Afghanistan’s National Directorate of Security claims it has confirmed that Asim Umar, the emir of Al Qaeda in the Indian Subcontinent, was killed during a well-publicized Sept. 23 raid in Helmand province. For proof, the NDS released side-by-side photographs of what it claims to be Umar, both dead and alive.
Al Qaeda has not confirmed the death of Umar, nor has it released a martyrdom statement. The US government and military has also not released an official statement announcing Umar’s death.
The Taliban has called the NDS claim “a part of enemy fabricated propaganda,” and said only civilians were killed in Musa Qala. The Taliban issued a similar statement when U.S. and Afghan forces raided two al Qaeda training camps in Shorabak, Kandahar in 2015. However, the Taliban has a vested interest in hiding its ties with al Qaeda.
Other key AQIS leaders, including Umar’s courier to Ayman al Zawahiri – as well as Taliban members and civilians – were also killed during the fighting. Umar’s wife is among those said to have been captured.
According to the NDS’ official Twitter account, it said it “can now confirm the death” Umar, who it identified as “the leader of Al Qaeda in the Indian Subcontinent,” during the controversial raid in the Taliban stronghold of Musa Qala in Helmand.
While the NDS claims that Umar was the emir of AQIS, there is evidence that Usama Mahmood, his former spokesman, is now the leader of al Qaeda’s branch in the Indian Subcontinent. Mahmood has been identified as the “commander” of AQIS. [See LWJ reports, Senior al Qaeda official praises Taliban’s ‘victory’ in Afghanistan and Analysis: Al Qaeda eulogizes Zakir Musa, as his successor is named.]
Regardless, Umar is clearly in the top echelon of AQIS as he retained a courier to communicate directly with al Qaeda emir Ayman al Zawahiri.
Umar was not initially reported killed in the Sept. 23 raid in Musa Qala, although he was identified as the target of the raid. The NDS initially reported that 17 terrorists were killed, including Raihan, Umar’s courier to Zawahiri; Faizani, the AQIS chief for Helmand and an ‘explosives expert;’ Madani, Faizani’s deputy; and Haji Mahmood, the Taliban’s military commander for the neighboring Naw Zad district. The six AQIS members who were killed came from the Pakistan’s “Waziristan, Chaman, and Peshawar.”
Umar’s wife was identified as one of six Pakistani women detained during the operation. Fourteen “terrorists” were also captured.

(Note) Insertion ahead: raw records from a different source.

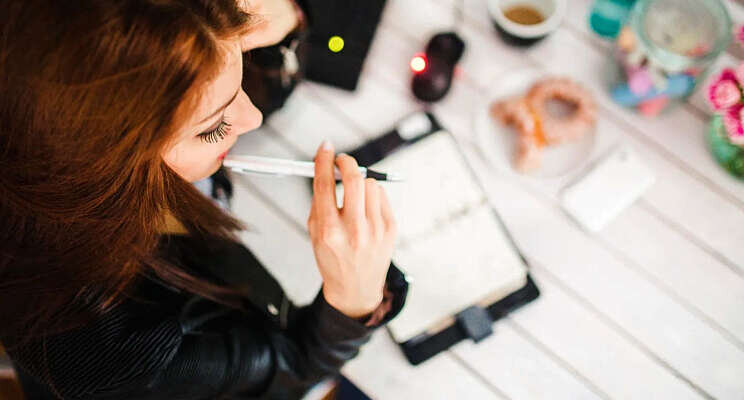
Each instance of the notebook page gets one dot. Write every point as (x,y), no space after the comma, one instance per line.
(450,243)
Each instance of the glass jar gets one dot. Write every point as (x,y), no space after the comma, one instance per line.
(728,154)
(608,16)
(665,50)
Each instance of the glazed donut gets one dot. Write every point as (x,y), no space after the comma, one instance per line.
(559,129)
(531,140)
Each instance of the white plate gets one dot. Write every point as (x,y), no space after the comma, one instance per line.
(498,142)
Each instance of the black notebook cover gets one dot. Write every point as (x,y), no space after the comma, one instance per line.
(475,322)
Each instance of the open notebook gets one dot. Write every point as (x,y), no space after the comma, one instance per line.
(451,243)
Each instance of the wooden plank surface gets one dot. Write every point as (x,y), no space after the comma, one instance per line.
(648,308)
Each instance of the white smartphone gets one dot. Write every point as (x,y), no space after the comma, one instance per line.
(611,186)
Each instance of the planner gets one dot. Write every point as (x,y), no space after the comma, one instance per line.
(452,246)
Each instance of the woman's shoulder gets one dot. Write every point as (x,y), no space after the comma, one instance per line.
(123,347)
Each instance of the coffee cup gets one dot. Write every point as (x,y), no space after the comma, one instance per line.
(524,22)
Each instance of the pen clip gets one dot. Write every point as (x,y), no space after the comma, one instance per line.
(247,172)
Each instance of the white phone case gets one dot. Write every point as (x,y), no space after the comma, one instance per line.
(605,191)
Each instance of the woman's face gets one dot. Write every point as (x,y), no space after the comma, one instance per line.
(224,112)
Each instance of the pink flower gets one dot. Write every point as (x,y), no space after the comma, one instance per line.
(739,73)
(724,92)
(732,121)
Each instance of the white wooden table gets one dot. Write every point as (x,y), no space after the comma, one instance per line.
(651,307)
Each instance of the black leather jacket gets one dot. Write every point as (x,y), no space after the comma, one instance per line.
(172,345)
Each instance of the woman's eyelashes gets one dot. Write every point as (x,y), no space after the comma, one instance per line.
(217,134)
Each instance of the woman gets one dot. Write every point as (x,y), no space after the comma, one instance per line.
(112,265)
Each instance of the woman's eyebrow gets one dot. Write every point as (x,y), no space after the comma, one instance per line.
(222,107)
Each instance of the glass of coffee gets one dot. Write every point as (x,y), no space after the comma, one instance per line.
(524,22)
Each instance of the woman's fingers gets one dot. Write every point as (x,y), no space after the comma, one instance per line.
(387,214)
(353,209)
(324,184)
(372,204)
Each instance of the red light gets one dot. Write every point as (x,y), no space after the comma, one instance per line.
(418,63)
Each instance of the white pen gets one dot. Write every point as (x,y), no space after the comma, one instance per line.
(282,167)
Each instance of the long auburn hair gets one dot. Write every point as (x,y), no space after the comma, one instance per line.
(90,93)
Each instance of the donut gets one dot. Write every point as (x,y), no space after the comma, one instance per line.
(537,126)
(561,128)
(530,141)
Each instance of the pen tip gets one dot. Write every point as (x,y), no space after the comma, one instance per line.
(393,177)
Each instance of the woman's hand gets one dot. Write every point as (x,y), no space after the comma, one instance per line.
(275,19)
(353,245)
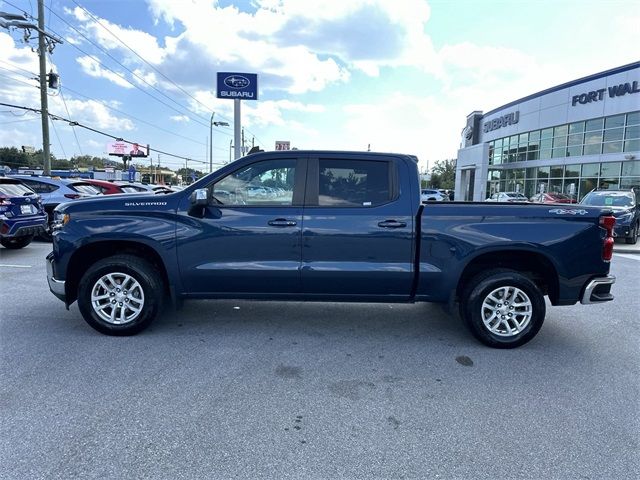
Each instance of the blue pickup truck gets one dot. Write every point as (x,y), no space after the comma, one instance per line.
(328,226)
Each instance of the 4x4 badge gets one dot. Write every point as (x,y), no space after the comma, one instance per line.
(564,211)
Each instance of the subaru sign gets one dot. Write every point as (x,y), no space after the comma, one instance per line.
(240,86)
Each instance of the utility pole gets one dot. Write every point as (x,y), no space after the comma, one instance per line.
(42,52)
(46,43)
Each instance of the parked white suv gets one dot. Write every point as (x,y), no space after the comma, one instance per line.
(432,195)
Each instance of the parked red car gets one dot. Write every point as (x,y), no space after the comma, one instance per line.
(553,198)
(107,188)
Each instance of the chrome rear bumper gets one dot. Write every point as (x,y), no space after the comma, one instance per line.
(598,290)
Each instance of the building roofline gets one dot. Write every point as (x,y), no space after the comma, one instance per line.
(595,76)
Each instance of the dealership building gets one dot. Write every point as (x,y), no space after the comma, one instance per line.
(569,139)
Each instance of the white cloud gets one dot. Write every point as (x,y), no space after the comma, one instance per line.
(92,68)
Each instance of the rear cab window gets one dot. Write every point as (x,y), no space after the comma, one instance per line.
(353,183)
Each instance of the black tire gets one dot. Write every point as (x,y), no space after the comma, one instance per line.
(16,242)
(149,292)
(633,238)
(516,323)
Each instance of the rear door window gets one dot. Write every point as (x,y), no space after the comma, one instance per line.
(353,183)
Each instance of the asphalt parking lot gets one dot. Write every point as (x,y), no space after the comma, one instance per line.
(236,389)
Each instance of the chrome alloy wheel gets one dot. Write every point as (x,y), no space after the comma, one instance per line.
(506,311)
(117,298)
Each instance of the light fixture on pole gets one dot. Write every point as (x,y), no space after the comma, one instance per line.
(211,124)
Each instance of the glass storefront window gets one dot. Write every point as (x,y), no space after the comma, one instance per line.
(572,170)
(613,134)
(531,173)
(543,172)
(609,183)
(630,182)
(590,169)
(555,185)
(586,185)
(631,168)
(559,142)
(614,122)
(577,127)
(529,188)
(494,175)
(632,145)
(544,154)
(591,138)
(633,118)
(574,151)
(595,124)
(632,132)
(612,147)
(559,152)
(561,131)
(533,155)
(570,186)
(592,149)
(610,169)
(575,139)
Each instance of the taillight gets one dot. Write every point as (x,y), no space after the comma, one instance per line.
(608,223)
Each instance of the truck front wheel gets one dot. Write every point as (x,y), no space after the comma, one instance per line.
(120,295)
(503,308)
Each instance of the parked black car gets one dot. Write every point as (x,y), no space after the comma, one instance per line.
(626,208)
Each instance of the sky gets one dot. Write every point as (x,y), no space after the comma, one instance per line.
(389,75)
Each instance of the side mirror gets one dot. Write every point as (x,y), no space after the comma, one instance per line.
(199,197)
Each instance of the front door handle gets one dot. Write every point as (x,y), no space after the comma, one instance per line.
(392,224)
(282,222)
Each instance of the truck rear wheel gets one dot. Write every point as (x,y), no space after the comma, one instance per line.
(120,295)
(503,308)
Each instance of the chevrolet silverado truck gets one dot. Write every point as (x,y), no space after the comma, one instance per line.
(328,226)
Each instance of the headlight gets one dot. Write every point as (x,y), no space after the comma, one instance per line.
(59,220)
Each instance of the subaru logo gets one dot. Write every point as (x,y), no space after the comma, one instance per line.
(236,81)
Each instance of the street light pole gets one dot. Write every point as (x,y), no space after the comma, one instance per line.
(42,52)
(211,124)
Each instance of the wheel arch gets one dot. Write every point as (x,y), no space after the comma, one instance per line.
(534,265)
(90,253)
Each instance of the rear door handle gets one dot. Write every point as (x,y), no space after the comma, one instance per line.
(282,222)
(392,224)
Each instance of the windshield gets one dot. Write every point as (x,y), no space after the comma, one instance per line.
(608,199)
(85,188)
(12,187)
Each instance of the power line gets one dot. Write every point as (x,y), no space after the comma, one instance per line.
(207,107)
(73,123)
(55,130)
(188,112)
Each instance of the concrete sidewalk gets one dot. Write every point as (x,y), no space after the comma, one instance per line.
(621,247)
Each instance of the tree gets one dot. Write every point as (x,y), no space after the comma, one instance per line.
(443,174)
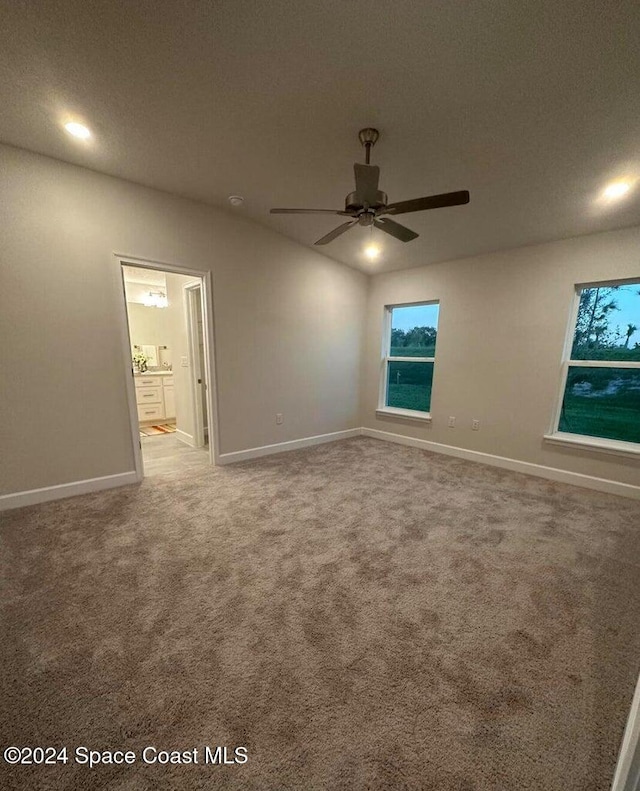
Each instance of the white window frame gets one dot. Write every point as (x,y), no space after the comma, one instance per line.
(599,444)
(388,411)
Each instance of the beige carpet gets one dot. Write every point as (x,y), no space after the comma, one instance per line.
(359,615)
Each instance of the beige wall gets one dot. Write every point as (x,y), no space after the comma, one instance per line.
(288,321)
(502,325)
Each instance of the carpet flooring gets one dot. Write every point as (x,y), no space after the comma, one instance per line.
(358,615)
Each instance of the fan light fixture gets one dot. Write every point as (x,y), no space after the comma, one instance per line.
(372,251)
(155,299)
(78,130)
(367,205)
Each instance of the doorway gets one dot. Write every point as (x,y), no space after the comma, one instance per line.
(168,345)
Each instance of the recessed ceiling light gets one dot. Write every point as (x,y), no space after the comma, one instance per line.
(617,189)
(77,130)
(371,251)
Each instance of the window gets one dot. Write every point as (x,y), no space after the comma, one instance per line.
(601,370)
(408,358)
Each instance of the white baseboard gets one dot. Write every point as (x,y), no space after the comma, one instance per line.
(627,776)
(34,496)
(186,438)
(280,447)
(539,470)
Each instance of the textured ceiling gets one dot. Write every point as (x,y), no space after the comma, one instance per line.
(533,107)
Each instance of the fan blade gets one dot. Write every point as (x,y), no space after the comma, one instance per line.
(309,211)
(367,177)
(395,229)
(432,202)
(336,232)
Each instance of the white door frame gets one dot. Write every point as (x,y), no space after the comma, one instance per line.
(189,294)
(120,260)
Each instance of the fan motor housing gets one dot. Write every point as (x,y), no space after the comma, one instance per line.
(352,204)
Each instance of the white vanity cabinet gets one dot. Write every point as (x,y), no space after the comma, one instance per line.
(154,397)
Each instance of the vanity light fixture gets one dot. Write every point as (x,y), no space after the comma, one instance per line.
(155,299)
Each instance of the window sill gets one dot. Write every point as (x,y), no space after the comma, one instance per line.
(630,450)
(405,414)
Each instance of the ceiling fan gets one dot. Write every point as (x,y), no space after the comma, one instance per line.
(367,205)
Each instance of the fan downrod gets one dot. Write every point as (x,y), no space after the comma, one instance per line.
(368,138)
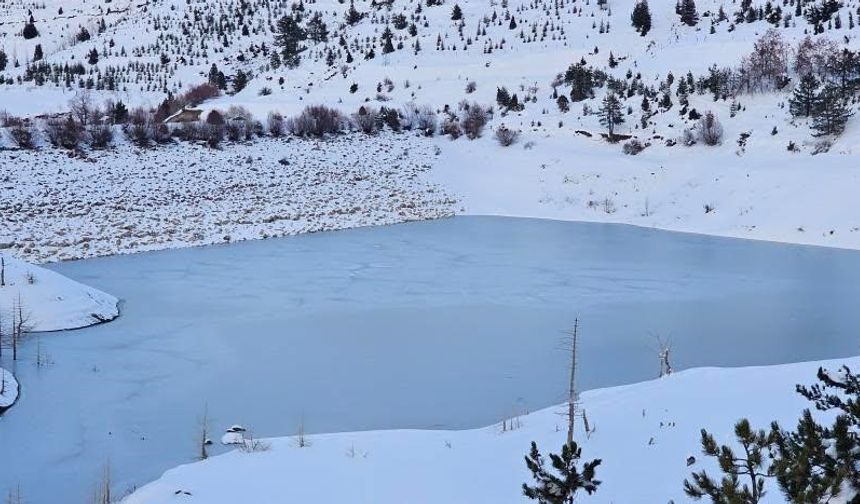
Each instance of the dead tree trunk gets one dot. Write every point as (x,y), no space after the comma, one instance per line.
(571,391)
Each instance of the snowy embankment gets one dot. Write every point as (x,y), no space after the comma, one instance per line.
(132,200)
(762,192)
(644,433)
(49,301)
(8,390)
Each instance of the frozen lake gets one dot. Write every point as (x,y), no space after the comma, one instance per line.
(445,324)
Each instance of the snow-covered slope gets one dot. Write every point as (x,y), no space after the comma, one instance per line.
(643,433)
(8,389)
(49,301)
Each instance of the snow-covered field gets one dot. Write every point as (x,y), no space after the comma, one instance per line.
(132,200)
(643,433)
(8,389)
(49,301)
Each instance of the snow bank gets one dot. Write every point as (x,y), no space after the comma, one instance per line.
(644,433)
(8,389)
(50,301)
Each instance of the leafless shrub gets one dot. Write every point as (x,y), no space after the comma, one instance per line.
(83,109)
(451,127)
(366,120)
(200,93)
(251,445)
(139,127)
(275,124)
(710,130)
(421,118)
(506,136)
(100,135)
(317,121)
(22,134)
(474,120)
(64,132)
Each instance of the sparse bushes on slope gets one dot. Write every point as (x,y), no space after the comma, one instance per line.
(710,131)
(317,121)
(506,136)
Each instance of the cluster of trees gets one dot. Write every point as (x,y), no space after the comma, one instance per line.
(813,463)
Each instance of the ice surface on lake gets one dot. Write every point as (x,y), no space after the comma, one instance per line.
(454,323)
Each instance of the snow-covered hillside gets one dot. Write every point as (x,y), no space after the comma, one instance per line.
(132,200)
(644,434)
(48,301)
(8,389)
(760,181)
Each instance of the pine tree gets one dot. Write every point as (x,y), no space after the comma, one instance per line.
(559,484)
(688,13)
(30,31)
(563,104)
(352,15)
(610,114)
(641,17)
(833,112)
(456,13)
(503,97)
(317,30)
(581,80)
(744,474)
(804,98)
(289,36)
(805,469)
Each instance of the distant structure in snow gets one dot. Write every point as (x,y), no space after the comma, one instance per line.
(185,115)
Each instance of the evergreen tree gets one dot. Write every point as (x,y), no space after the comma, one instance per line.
(687,11)
(744,474)
(289,36)
(503,97)
(352,15)
(833,112)
(563,104)
(119,113)
(240,80)
(30,31)
(456,13)
(387,46)
(317,30)
(610,113)
(804,98)
(805,469)
(559,484)
(641,17)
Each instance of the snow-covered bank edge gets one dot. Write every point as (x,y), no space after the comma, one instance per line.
(644,433)
(9,390)
(48,301)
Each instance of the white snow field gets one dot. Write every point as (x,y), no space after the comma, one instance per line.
(8,389)
(643,433)
(49,301)
(57,208)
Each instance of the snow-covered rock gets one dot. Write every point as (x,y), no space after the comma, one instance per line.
(49,301)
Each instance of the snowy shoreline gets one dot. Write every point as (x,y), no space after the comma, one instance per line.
(9,390)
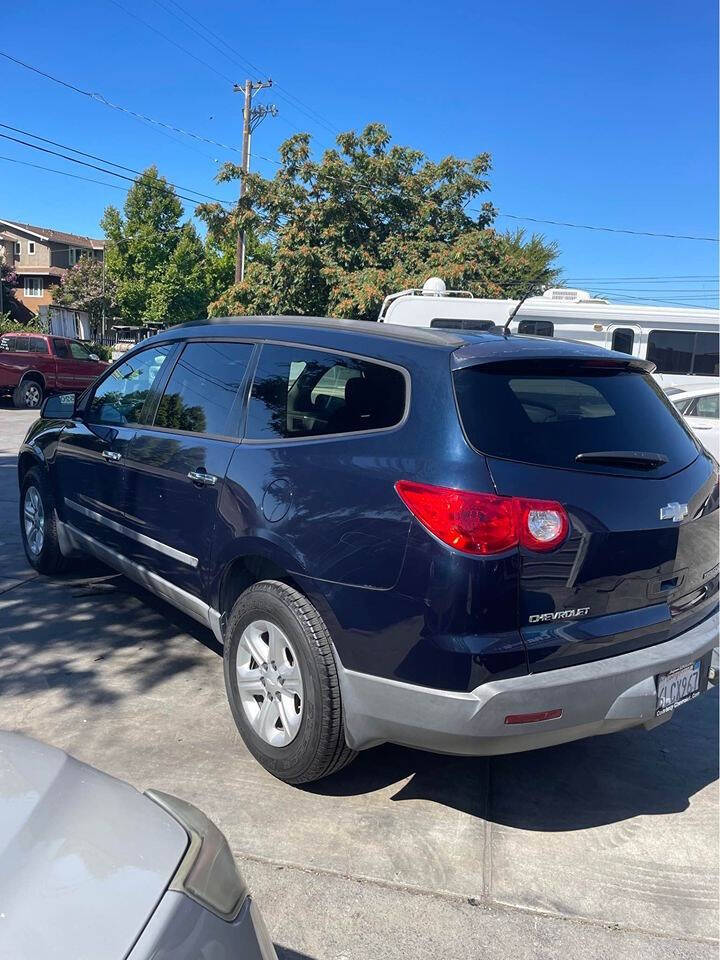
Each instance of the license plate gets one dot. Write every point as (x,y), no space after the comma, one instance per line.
(678,686)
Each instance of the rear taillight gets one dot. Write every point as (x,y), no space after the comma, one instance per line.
(483,523)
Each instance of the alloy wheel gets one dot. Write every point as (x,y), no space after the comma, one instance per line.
(34,519)
(269,683)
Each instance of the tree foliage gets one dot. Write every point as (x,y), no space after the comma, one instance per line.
(336,236)
(154,260)
(84,288)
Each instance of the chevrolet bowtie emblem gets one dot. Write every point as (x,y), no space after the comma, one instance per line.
(673,511)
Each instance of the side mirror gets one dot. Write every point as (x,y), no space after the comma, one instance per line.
(59,407)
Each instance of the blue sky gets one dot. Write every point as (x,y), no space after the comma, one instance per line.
(594,113)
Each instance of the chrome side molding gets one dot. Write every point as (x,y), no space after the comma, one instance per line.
(195,607)
(127,532)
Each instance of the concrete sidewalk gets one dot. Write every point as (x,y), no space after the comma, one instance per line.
(604,848)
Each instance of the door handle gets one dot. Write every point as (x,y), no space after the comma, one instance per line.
(199,476)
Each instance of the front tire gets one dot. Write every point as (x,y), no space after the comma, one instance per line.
(38,524)
(282,684)
(28,395)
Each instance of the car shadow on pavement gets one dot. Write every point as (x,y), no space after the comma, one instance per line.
(574,786)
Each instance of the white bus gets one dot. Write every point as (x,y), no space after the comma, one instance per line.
(682,342)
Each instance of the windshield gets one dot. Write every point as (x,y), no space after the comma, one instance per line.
(548,413)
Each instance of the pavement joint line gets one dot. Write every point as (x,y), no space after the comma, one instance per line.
(480,903)
(487,831)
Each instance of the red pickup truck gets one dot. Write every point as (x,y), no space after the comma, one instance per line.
(33,365)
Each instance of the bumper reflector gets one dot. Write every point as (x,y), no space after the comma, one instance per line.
(533,717)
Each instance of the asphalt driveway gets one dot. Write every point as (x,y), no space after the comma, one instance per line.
(604,848)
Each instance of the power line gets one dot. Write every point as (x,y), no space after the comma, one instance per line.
(92,156)
(588,226)
(286,95)
(94,166)
(99,98)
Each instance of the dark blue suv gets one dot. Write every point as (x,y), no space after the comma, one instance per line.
(470,543)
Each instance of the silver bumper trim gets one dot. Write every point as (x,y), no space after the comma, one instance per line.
(599,697)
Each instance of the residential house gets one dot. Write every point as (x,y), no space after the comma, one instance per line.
(40,256)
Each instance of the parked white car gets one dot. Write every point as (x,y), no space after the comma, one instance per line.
(701,409)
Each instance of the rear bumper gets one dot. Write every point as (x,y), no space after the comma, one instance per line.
(599,697)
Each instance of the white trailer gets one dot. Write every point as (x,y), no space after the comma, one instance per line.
(683,342)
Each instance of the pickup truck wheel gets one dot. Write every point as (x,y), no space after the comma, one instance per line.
(282,684)
(38,524)
(28,395)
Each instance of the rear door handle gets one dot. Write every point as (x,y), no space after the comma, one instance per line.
(199,476)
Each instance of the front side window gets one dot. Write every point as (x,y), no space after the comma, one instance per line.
(684,352)
(121,397)
(536,328)
(201,395)
(38,345)
(33,286)
(623,339)
(61,348)
(307,393)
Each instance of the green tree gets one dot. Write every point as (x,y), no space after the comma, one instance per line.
(154,260)
(368,219)
(84,288)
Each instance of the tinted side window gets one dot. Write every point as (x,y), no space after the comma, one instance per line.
(202,390)
(79,351)
(537,328)
(623,340)
(305,393)
(671,350)
(121,396)
(705,361)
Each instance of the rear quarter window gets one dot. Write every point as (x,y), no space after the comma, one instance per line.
(299,392)
(534,414)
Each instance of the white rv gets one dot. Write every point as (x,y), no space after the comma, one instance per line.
(682,342)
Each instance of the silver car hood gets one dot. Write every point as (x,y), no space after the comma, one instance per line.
(84,858)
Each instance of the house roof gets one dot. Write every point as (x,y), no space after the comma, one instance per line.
(57,236)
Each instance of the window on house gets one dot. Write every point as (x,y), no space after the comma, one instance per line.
(536,328)
(33,286)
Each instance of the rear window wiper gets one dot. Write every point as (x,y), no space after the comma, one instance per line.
(624,458)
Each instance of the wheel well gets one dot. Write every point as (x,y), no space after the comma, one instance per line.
(33,375)
(244,572)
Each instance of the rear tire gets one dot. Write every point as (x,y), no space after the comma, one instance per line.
(38,524)
(285,699)
(28,395)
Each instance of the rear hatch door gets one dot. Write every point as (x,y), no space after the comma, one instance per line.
(639,565)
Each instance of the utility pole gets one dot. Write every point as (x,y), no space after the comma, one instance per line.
(251,118)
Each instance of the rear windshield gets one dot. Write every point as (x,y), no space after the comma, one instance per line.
(548,416)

The raid against AQIS in Musla Qala only came to the attention of the press after it was reported that scores of civilians were killed during the operations. Although accounts are chaotic, it appears that the bulk of the civilians who were killed were traveling in a wedding party in the district.
The Afghan raid against AQIS highlights the enduring relationship between the Taliban and al Qaeda. AQIS could not operate in a Taliban bastion such as Musa Qala without the explicit permission of the Taliban. Indeed, the NDS described Umar’s AQIS command cell as “embedded within a Taliban unit.”